The SEC alleged that Well Advantage Limited, a Hong Kong based company and other unknown traders illegally used inside information in connection with CNOOC Ltd. announcement in July 23 that it will acquire Nexen Inc. for $15.1 billion in cash ($27.50 per share). Days prior to the announcement, Well Advantage bought 831,033 Nexen shares through UBS Securities LLC and Citigroup Global Markets Inc. for approximately $14.1 million. The other unknown traders purchased 78, 220 Nexen shares through an account in Singapore with an estimated amount of $1.31 million. The trading became highly suspicious when Wells Advantage and the other traders immediately sold their Nexen shares after the announcement and made millions of profit. SEC also noted the traders had no significant history trading Nexen stocks.
SEC immediately investigated the trading and filed a complaint against Wells Advantage and unknown traders to the federal court in Manhattan in violation of Section 10(b) of the Securities Exchange Act of 1934 and Exchange Act Rule 10b-5.

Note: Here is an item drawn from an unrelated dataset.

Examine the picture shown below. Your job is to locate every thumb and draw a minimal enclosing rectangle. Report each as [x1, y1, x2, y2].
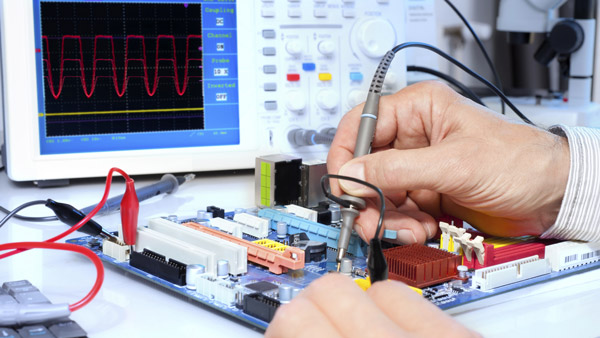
[339, 145, 456, 197]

Based on the complaint filed by SEC, Rho owns another company that has strategic business agreement with CNOOC. Bloomberg identified in its report that Rongsheng Heavy Industries Group Holdings Ltd., a ship builder and petrochemical engineering company is the other company owned by Rho that is closely connected with CNOOC Limited (HKG:0883) (NYSE:CEO) . According to reports, Rongsheng built a deepwater pipe-laying vessel for the Chinese crude oil and natural gas producer in 2007. Rongsheng and CNOOC entered a strategic cooperation agreement in offshore vessel building last year.
In a statement, Sanjay Wadhwa, Deputy Chief of the SEC Enforcement Division’s Market Abuse Unit and Associate Director of the New York Regional Office said, “Well Advantage and these other traders engaged in an all-too-familiar pattern of misusing inside information to place extremely timely trades and profit handsomely from their illegal acts. Despite the challenges of investigating misconduct in the U.S. by trading accounts located overseas, we have moved swiftly to freeze the assets of these suspicious traders and will hold them accountable for their actions.”
According to SEC, the total amount of traders’ assets frozen was approximately $38 million. The court also prohibited the traders from destroying evidences.
In addition, the Commission also asked the court in its complaint to order the traders to give up their profits from the illegal trading with interests, pay financial penalties and to prohibit them permanently from future violations.